So you have two sets, right, and you want to know their symmetric difference --- that is, the set of things that's in one set and not the other, or in the other set and not the one.

Not too bad. Just sort them, walk down both lists, and see where they differ. However, you are unlucky today, and they are very big sets, in very far away places.

Now simply comparing them element-by-element really sucks --- you have to transmit every element across the wire to see if it exists at the remote end! Oof, such wasted bandwidth. The only piece of good luck you have is that, for some reason, you know they are very similar --- that the size of their difference is small. What can you do, then? Well, your mind turns to checksumming. What happens if we take a big XOR of all the elements of both lists, and only transmit that?

This'll probably alert you whether the sets are different, at least. Although it's not perfect. If one set is {1,2} and the other {3}, the checksum will lie to you and tell you they're the same set, even though they're not. Let's transmit a checksum of hashes of all the elements as well. Pick your favorite hash function H, and do:

Ok, great. This is a pretty reliable measure of whether the sets are different --- that is, whether the symmetric difference is nonempty or not --- and, even better, in the event that they differ by exactly one element, we can reliably detect that, and recover what that element was! Make the abbreviations: \[s_A = \bigoplus_{i=1}^n A_i \qquad s_B = \bigoplus_{i=1}^m B_i\] \[h_A = \bigoplus_{i=1}^n H[A_i] \qquad h_B = \bigoplus_{i=1}^m H[B_i]\] These are the only four chunks of data sent across the wire. Or, actually, we only need to send two of them: either the person holding the A-database sends \(s_A\) and \(h_A\) to the person holding the B-database (who just computes \(s_B\) and \(h_B\) herself) or the other way around. In any event, take a look at whether \[H(s_A \oplus s_B) = h_A \oplus h_B\] I claim this can only happen if the difference-set \(D = \{A_1,\ldots,A_n\} \triangle \{B_1,\ldots,B_m\}\) has size one. This is because \[ s_A \oplus s_B = \bigoplus_{x\in D} x\] \[ h_A \oplus h_B = \bigoplus_{x\in D} H(x)\] and you're only going to find that \[ H\left( \bigoplus_{x\in D} x\right) = \bigoplus_{x\in D} H(x)\] if \(D\) is a singleton (or empty!). And when this does happen, the missing element we're interested in is just \(s_A \oplus s_B\).

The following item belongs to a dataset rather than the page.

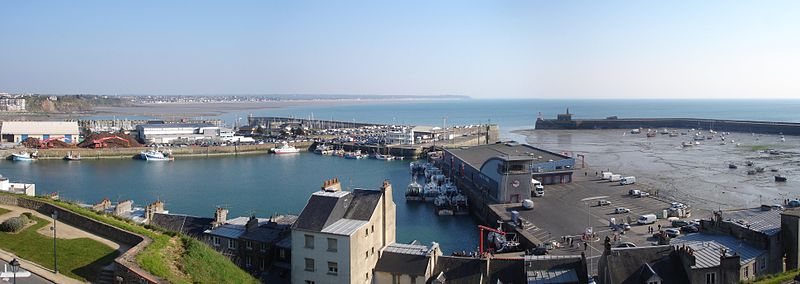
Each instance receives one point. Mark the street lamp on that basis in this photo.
(14, 268)
(55, 258)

How do we recover more than one differing element? A recent paper by Eppstein, Goodrich, Uyeda, and Varghese gives a really neat way of doing it, by throwing a clever variant of Bloom filters at the problem. (There is a longer trail in the literature than just this paper, but this is the algorithm that I feel like talking about right now!) Pick a few more of your favorite hash functions, say \(p\) of them, call them \(K_1,K_2,\ldots,K_p\), whose range is rather small: \(0\ldots b-1\) for some number of buckets \(b\). These hash functions assign set-elements to buckets, but redundantly by a factor of \(p\). Here's a picture for \(p=3\) and \(b = 6\):

For every bucket we do the same kind of checksumming calculation that we did before, taking a big XOR of all the elements that ended up in that bucket, and a big XOR of the hashes of those elements. We transmit \(2p\) numbers across the wire.

To actually find the set difference, we do the same sort of XOR-everything-in-sight, but this time bucket-by-bucket, and look at what's left.

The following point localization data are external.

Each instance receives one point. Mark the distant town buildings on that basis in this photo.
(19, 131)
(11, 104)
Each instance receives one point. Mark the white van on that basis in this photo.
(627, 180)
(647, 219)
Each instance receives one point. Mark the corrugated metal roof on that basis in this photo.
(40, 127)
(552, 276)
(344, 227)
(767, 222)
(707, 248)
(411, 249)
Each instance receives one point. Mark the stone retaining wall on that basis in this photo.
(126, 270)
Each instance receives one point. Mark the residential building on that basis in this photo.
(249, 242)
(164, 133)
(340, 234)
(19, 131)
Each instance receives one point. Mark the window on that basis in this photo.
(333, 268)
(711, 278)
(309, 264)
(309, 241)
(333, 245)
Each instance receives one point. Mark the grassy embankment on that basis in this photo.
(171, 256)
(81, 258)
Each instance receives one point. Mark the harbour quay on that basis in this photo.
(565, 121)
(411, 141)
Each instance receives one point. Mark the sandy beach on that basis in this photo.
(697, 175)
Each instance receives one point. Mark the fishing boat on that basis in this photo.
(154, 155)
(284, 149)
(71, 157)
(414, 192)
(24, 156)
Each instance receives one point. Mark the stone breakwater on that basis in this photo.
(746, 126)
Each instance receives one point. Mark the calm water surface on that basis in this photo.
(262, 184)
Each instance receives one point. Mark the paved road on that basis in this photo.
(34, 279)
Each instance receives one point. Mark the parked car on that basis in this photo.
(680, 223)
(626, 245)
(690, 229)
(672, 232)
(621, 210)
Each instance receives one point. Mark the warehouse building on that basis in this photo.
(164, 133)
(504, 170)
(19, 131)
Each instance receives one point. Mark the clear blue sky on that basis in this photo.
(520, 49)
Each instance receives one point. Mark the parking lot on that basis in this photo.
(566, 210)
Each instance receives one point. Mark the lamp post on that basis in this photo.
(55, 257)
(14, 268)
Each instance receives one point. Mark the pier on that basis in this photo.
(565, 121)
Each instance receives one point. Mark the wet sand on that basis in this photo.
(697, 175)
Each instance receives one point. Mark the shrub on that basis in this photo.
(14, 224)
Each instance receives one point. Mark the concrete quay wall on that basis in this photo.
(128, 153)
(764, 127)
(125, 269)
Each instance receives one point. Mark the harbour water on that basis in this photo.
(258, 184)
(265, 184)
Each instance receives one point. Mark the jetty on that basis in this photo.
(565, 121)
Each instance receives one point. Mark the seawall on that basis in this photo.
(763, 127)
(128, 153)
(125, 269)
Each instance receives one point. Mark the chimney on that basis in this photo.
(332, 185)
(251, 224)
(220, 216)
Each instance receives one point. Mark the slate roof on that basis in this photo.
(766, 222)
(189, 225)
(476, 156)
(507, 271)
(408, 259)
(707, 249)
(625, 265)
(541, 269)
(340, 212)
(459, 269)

If we're lucky, some bucket will contain just one differing element after most of the sets' elements in that bucket cancel out. For instance, in bucket #1, the Ds cancel out and we're left with \(E\) and \(H[E]\). In bucket #2, the Bs and Ds cancel out and we're left with \(C\) and \(H[C]\). And in these cases we can reliably check that the hash-of-differences is the difference-of-hashes to see that we have exactly one element, just as we did above.

The thing that I found really clever is the observation that once you get an element that you know is in the symmetric difference of the original two sets, you know all the p things it hashes to, so you can wipe them out and make even more progress. Once we find \(C\), we can cancel out the \(C\) in bucket 5, which leaves just an \(F\), which we were unable to notice before, since \(H[F\oplus C] \ne H[F]\oplus H[C]\).

So it turns out we have very good odds of succeeding at stubbornly unravelling the loose thread in the sweater, and recovering the exact set of elements in symmetric difference, as long as \(b\) is at least about 1.5 times the size of the difference, and \(p\) is ideally about 3 or 4. The theory behind these numbers is calculating the probability that a random hypergraph of uniform degree \(p\) with \(|D|\) edges and \(b\) vertices has an empty 2-core. This also has some fascinating connections to phase transitions in randomly-created SAT problems --- a topic for another time, maybe.